ONE NITE ONLY: THE PASSENGER (Michelangelo Antonioni, 1975)
Nitehawk Cinema
136 Metropolitan Ave. between Berry St. & Wythe Ave.
Tuesday, August 26, 9:30
718-384-3980
www.nitehawkcinema.com
Nominated for the Palme d’Or in Cannes in 1975, Michelangelo Antonioni’s existential suspense thriller is a fascinating character study of a lost, lonely man. Jack Nicholson stars as Locke, a successful, well-respected journalist who is researching a story on the guerrilla movement in Chad. Life isn’t as fun and exciting as it used to be for him, as witnessed by his utter helplessness after his car gets stuck in the sand. Upon returning to his hotel room, he discovers that his neighbor, Robertson (Chuck Mulvehill), is dead — and he decides to switch places with him, to stop being Locke and instead live a completely different existence. Even when he finds out that Robertson was involved in international espionage and gun running, Locke continues the deception, traveling dangerously through England, Germany, and Spain with a free-spirited young architecture student (Maria Schneider) while his wife (Jenny Runacre) and business associate (Ian Hendry) — and the police — try to find him.

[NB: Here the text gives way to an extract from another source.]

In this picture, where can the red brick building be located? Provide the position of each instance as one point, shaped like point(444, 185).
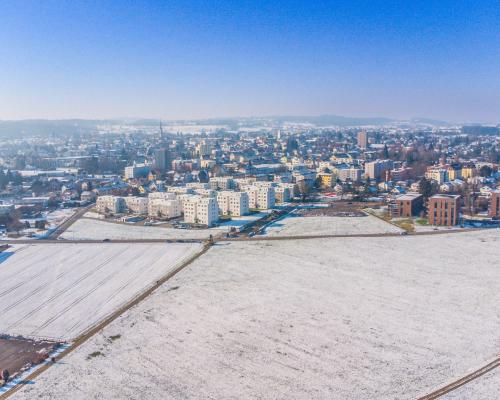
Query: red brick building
point(443, 209)
point(407, 205)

The Passenger is marvelously slow-paced, never in a hurry to make no point about just what the point of it all is. Nicholson glides through the film with an unease that is as unnerving as it is intoxicating as he struggles to find his way in life, a cinematic representative of something that is within each of us. The Passenger is screening in 35mm August 26 at 9:30 (followed by complementary Prym Rum drinks) as part of Nitehawk Cinema’s “One Nite Only” series and “Journalists in Film,” a collaboration with Vice News that continues September 30 with Billy Wilder’s Ace in the Hole and October 28 with Alan J. Pakula’s All the President’s Men.